Pelalawan, Riau2955 Dilihat
Gambar ilustrasi Gereja

Pelalawan, Riau – Beritainvestigasi.com. Lagi dan lagi. Kasus Intoleransi terjadi lagi. Belum selesai kasus penutupan paksa Gereja HKBP Cilegon baru-baru ini dengan alasan belum memiliki ijin, kejadian serupa juga dirasakan oleh Jemaat Gereja GPdI Desa Kiyap Jaya, Kecamatan Sei Kijang, Kabupaten Pelalawan, Riau, Jumat (09/09/2022) lalu.

Warga sekitar Gereja diduga mengamuk dan menutup Gereja dengan alasan tidak memiliki ijin perluasan bangunan Gereja.

Salah satu jemaat, Br. Marpaung juga dikabarkan mengalami trauma serius akibat tindakan dugaan persekusi yang dilakukan Warga sekitar pada saat dirinya (Br.Marpaung-red) ingin meminta tandatangan warga.

Untuk diketahui bahwa, masalah tersebut rupanya telah terjadi sejak Rabu, 7 September 2022. Puncak kemarahan warga terjadi kembali pada 9 September 2022 di Desa Kiyap Jaya.
Kabarnya pihak Desa dan pihak Pimpinan Gereja telah melakukan musyawarah dan memutuskan untuk sementara waktu para Jemaat tak bisa beribadah di Gereja atau menutup kegiatan Gereja.

Kepada Wartawan, Bupati Pelalawan, H. Zukri mengatakan, terkait masalah penutupan Gereja di Desa Kiyap Jaya, Kecamatan Sei Kijang, Pemkab Pelalawan akan memanggil seluruh pihak yang bertikai.

“Terkait masalah ini, Pemkab akan melakukan pemanggilan kepada semua pihak yang bertikai.
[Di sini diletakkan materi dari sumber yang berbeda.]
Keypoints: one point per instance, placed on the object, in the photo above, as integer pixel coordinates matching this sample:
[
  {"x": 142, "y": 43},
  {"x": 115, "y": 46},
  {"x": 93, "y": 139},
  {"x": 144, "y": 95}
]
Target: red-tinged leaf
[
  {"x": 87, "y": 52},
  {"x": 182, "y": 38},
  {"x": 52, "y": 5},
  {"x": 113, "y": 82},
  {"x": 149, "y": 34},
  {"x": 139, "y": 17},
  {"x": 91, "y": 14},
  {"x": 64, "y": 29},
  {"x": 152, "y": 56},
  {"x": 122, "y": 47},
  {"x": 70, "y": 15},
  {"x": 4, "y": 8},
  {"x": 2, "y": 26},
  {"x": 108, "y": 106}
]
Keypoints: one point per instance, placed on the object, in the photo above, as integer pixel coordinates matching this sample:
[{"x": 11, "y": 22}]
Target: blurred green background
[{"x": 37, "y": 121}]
Kita akan duduk bersama membahasnya guna mencari Solusi,” ujar H. Zukri, Sabtu (10/09/2022) kemarin.

Sementara, Kapolres Pelalawan, AKBP Guntur M. Tariq, S.I.K melalui Wakapolres Pelalawan, Kompol A. Lumban Gaol di hari yang sama menuturkan, akan memeriksa kebenaran informasi tersebut.

“Kita akan cek dan ricek kebenaran Informasi itu,” sebut Kompol A. Lumban Gaol menjawab wartawan saat dikonfirmasi, Sabtu (10/09/2022).
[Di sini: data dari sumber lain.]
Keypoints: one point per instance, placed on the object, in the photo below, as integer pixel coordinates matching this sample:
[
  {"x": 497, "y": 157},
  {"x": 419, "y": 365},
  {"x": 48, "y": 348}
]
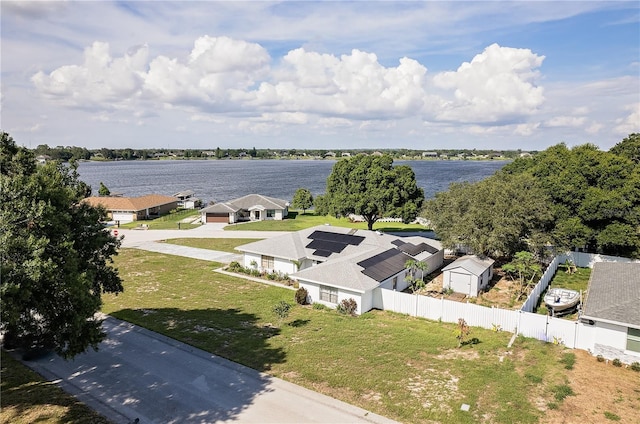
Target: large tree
[
  {"x": 372, "y": 187},
  {"x": 498, "y": 216},
  {"x": 56, "y": 255}
]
Informasi dirangkum Media, bahwa, Gereja GPdI di Desa Kiyap Jaya ini sudah berdiri sejak 12 tahun lalu. Karena Jemaat sudah semakin bertumbuh/berkembang, pihak Gereja berencana memperluas bangunan Gereja tersebut yang akhirnya mendapat penolakan dari masyarakat setempat.

Video penolakan pembangunan Gereja yang berdurasi 13.45 menit tak ayal menjadi Viral di media sosial (Medsos) dan mendapat berbagai tanggapan dari Netizen (warganet) dan Masyarakat.

Salah satu warganet meminta agar pihak terkait dapat menyelesaikan kasus ini agar para jemaat dapat beribadah seperti sediakala.

Warganet lainnya berkomentar, Tolak Intoleransi di Bumi Pancasila Indonesia. Damailah Indonesia – Ku. Salam Merah Putih!  (Hen’s/Tim PL).